When Florida last year became the first state to require welfare recipients to be drug tested in order to receive benefits, the program was hailed as a possible money saver for taxpayers who would be spared the cost of supporting a stranger’s bad habit.
The potential, advocates claimed, could be revolutionary, both in terms of saving taxpayer dollars but also by forcing poor people off of drugs and into the warm embrace of sobriety. It sounded wonderful to many Americans, especially those who are drug tested to keep their job, but not to the American Civil Liberties Union, which promptly sued and eventually put a stop to the program, at least temporarily.
But the failure was the program’s, which turned out to cost more money than it saved.
Before a judge put a halt to the testing while its constitutionality could be determined by the courts, just 108 of 4,086 Florida residents who had been tested had come up positive for drugs — a far lower percentage than what was forecast.
Because Florida reimbursed those who took and passed the test for its cost, about $30 each, the program was about $120,000 to administer, more money than it saved the state in denied benefits. The savings, however, could have mounted had the program continued because the unpaid benefits would have eventually surpassed the cost of testing.
Other states that have considered drug testing since the Nov. 6 election include Texas, Ohio, Kansas and Virginia.

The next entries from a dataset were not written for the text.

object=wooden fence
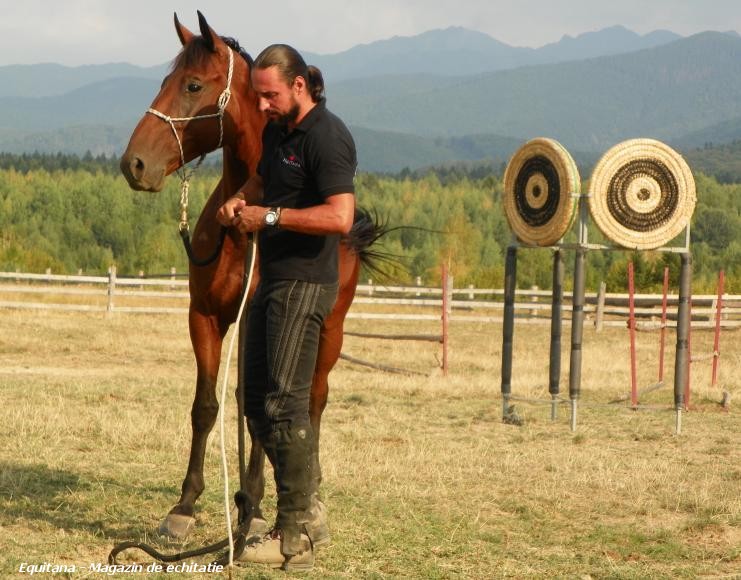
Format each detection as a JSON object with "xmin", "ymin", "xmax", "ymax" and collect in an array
[{"xmin": 0, "ymin": 270, "xmax": 739, "ymax": 328}]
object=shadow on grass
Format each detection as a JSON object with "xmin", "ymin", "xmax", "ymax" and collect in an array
[{"xmin": 0, "ymin": 461, "xmax": 175, "ymax": 541}]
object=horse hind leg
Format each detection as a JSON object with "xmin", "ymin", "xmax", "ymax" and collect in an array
[
  {"xmin": 236, "ymin": 420, "xmax": 269, "ymax": 535},
  {"xmin": 304, "ymin": 320, "xmax": 345, "ymax": 547}
]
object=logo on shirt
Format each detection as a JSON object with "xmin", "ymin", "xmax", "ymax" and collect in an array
[{"xmin": 282, "ymin": 154, "xmax": 302, "ymax": 169}]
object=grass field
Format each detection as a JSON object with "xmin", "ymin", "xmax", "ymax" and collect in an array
[{"xmin": 0, "ymin": 308, "xmax": 739, "ymax": 579}]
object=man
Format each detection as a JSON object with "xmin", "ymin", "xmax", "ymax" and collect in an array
[{"xmin": 216, "ymin": 44, "xmax": 356, "ymax": 571}]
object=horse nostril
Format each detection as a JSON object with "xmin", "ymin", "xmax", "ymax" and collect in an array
[{"xmin": 130, "ymin": 156, "xmax": 145, "ymax": 179}]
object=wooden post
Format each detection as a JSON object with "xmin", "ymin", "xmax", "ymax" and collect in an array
[
  {"xmin": 367, "ymin": 279, "xmax": 373, "ymax": 296},
  {"xmin": 468, "ymin": 284, "xmax": 475, "ymax": 300},
  {"xmin": 107, "ymin": 265, "xmax": 117, "ymax": 313},
  {"xmin": 712, "ymin": 270, "xmax": 724, "ymax": 387},
  {"xmin": 441, "ymin": 264, "xmax": 450, "ymax": 376},
  {"xmin": 415, "ymin": 276, "xmax": 422, "ymax": 297},
  {"xmin": 658, "ymin": 267, "xmax": 669, "ymax": 383},
  {"xmin": 595, "ymin": 281, "xmax": 606, "ymax": 332},
  {"xmin": 170, "ymin": 267, "xmax": 177, "ymax": 290},
  {"xmin": 529, "ymin": 285, "xmax": 539, "ymax": 318}
]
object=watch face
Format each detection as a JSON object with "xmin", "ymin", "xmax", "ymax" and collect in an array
[{"xmin": 265, "ymin": 211, "xmax": 277, "ymax": 225}]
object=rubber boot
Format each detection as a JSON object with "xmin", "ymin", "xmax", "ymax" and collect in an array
[
  {"xmin": 273, "ymin": 423, "xmax": 314, "ymax": 555},
  {"xmin": 238, "ymin": 422, "xmax": 315, "ymax": 571}
]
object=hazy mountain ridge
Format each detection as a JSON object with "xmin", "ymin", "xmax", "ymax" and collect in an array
[
  {"xmin": 0, "ymin": 24, "xmax": 684, "ymax": 97},
  {"xmin": 0, "ymin": 27, "xmax": 740, "ymax": 173},
  {"xmin": 0, "ymin": 62, "xmax": 168, "ymax": 98},
  {"xmin": 307, "ymin": 24, "xmax": 683, "ymax": 80}
]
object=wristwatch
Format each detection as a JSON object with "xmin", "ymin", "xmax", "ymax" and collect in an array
[{"xmin": 263, "ymin": 207, "xmax": 281, "ymax": 227}]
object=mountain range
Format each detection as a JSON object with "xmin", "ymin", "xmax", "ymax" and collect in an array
[{"xmin": 0, "ymin": 25, "xmax": 739, "ymax": 173}]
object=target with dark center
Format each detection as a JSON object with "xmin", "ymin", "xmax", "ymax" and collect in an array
[
  {"xmin": 503, "ymin": 137, "xmax": 580, "ymax": 246},
  {"xmin": 606, "ymin": 159, "xmax": 679, "ymax": 232},
  {"xmin": 514, "ymin": 156, "xmax": 560, "ymax": 227}
]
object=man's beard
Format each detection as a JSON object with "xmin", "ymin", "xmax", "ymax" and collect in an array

It will be interesting to see if there is such talk in Raleigh when the General Assembly reconvenes with Republicans firmly in control of both chambers and the governor’s mansion. Should the General Assembly consider drug testing, the bill would be closely watched in Robeson County, where welfare is our leading industry and drug use is rampant among all of us, not just the poor.
Because more and more people believe this country is tipping too hard toward dependency, supporting drug testing for welfare recipients doesn’t require much political bravery. But that doesn’t make it the right thing to do.
There are plenty of logistical problems, including the reliability of the tests. Additionally, “softer” drugs, such as marijuana, linger in the system, while “harder” drugs, such as cocaine and methamphetamine, don’t — so the law could push people in the wrong direction.
But the biggest problem is that the poor, by percentage, have more children than do those of us who can afford to have babies. Those children, already at risk, would have new worries, such as being fed and clothed. There are few things more heartbreaking than the sight of a child who is suffering because of his or her parents’ inability or unwillingness to properly provide for them.
A similar program, perhaps administered randomly, that requires and pays for drug rehabilitation — at least as a first or second consequence — could probably draw some support among critics of drug testing while also helping people quit drugs and become productive.
That is a far more noble quest than bare punishment.